When we hear the expression “stem cells”, we tend to think of cells from animals or patients that are used to treat diseases or promote regeneration. However, stem cells are also present in plants. The growing tips of plants are called meristems and they are reservoirs of plant stem cells. A meristem is formed at the base of each leaf and can remain dormant as a small bud or be activated and give rise to a whole new branch. Gardeners know that pruning leaves can activate the buds and help transform a single stem plant into a multi-branched bush, but the exact mechanisms that govern branch formation are not fully understood.
The recent paper “Strigolactone Can Promote or Inhibit Shoot Branching by Triggering Rapid Depletion of the Auxin Efflux Protein PIN1 from the Plasma Membrane” published in PLOS Biology by Naoki Shinohara and colleagues has uncovered an important novel pathway that regulates the formation of branches in plants. The researchers based their work on an existing model which states that the plant growth hormone auxin is a central regulator of branch formation. Auxin levels are highest in activated buds because this is where auxin is produced. Auxin then flows to the roots, where auxin levels are low (“auxin sinks“). The removal of auxin from the activated bud allows for further auxin production and thus creates a continuous auxin flow pattern. This is thought to establish a positive feedback loop for the activated bud, which then ultimately results in the formation of branch emanating from the activated bud. This model is called the “auxin transport canalization” and is explained in an excellent accompanying article “Transforming a Stem into a Bush” by Amy Coombs, also published in PLOS Biology.

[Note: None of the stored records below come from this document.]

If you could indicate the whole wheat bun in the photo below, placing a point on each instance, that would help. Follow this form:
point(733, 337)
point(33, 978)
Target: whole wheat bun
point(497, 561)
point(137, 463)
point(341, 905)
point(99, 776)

Once an activated bud initiates the positive auxin feedback loop, it also becomes necessary to inhibit the branch formation from other buds. If all the buds in a plant started making branches at once, the plant’s resources would probably become depleted very quickly, possibly resulting in the chaotic formation of too many suboptimal branches. There is a clearly a need for a system that allows some activated buds to go on to make branches, while putting the brake on other buds so that they bide their time. The details of such a fine-tuned balance of selected activation and inhibition have been a bit of a mystery, but the work by Shinohara and colleagues is a major step forward in unraveling this puzzle.
The researchers show that the plant hormone strigolactone removes the auxin export protein PIN1 from the cell surface and increases its degradation. Therefore, a plant without strigolactone would have more PIN1, sustain greater auxin flux and thus increase branching. Genetically engineered plants that do not produce strigolactone did indeed show more branch formation. When the researchers added back synthetic strigolactone (called GR24), they were able to suppress the excessive branch formation. However, the researchers also obtained a somewhat counter-intuitive result: When they gave GR24 to plants with defective auxin transport, low doses of GR24 actually helped branch formation and only higher doses suppressed branch formation. The problem with these results is that the synthetic strigolactone also severely impacted the general growth of the plants (not just branch formation) in the auxin transport mutants, and it is difficult to interpret whether the subtle differences between low and high doses were just generalized effects due to reduced overall plant health or whether they were truly related to aberrant branching.
The oddly opposite results obtained with low dose and high dose GR24 treatment are probably going to raise some controversy, and as Amy Coombs pointed out, not all scientists agree with the auxin transport canalization theory of branch formation in plants. This is not the first study to propose an interaction between strigolactone and auxin as regulators of plant branch formation, but it is one of the most comprehensive papers in this area. It includes a mathematical model of the interaction between these two regulators, tests the model with experiments and identifies a novel cellular mechanism for how strigolactone reduces PIN1. These results do suggest that plants have a very finely-tuned system involving at least two hormones, auxin and strigolactone, that act together to promote branch formation in some buds, while suppressing bud formation in others. As a stem cell biologist who works with mammalian stem cells, I am quite intrigued by this fascinating interplay between activating and suppressing hormones in plants that permit a self-organized branch formation. In mammals, we still do not fully understand how during development, some embryonic stem cells commit to one lineage and form organs such as a heart, while also preventing other stem cells in the developing embryo to form a second or third heart in other areas. It is quite likely that developing mammalian embryonic stem cells also depend on positive feedback loops and inhibitory systems, similar to what the researchers found in the plants. Many major discoveries in cell biology and molecular biology are first made in plants and we then discover similar principles of regulation in animals and humans.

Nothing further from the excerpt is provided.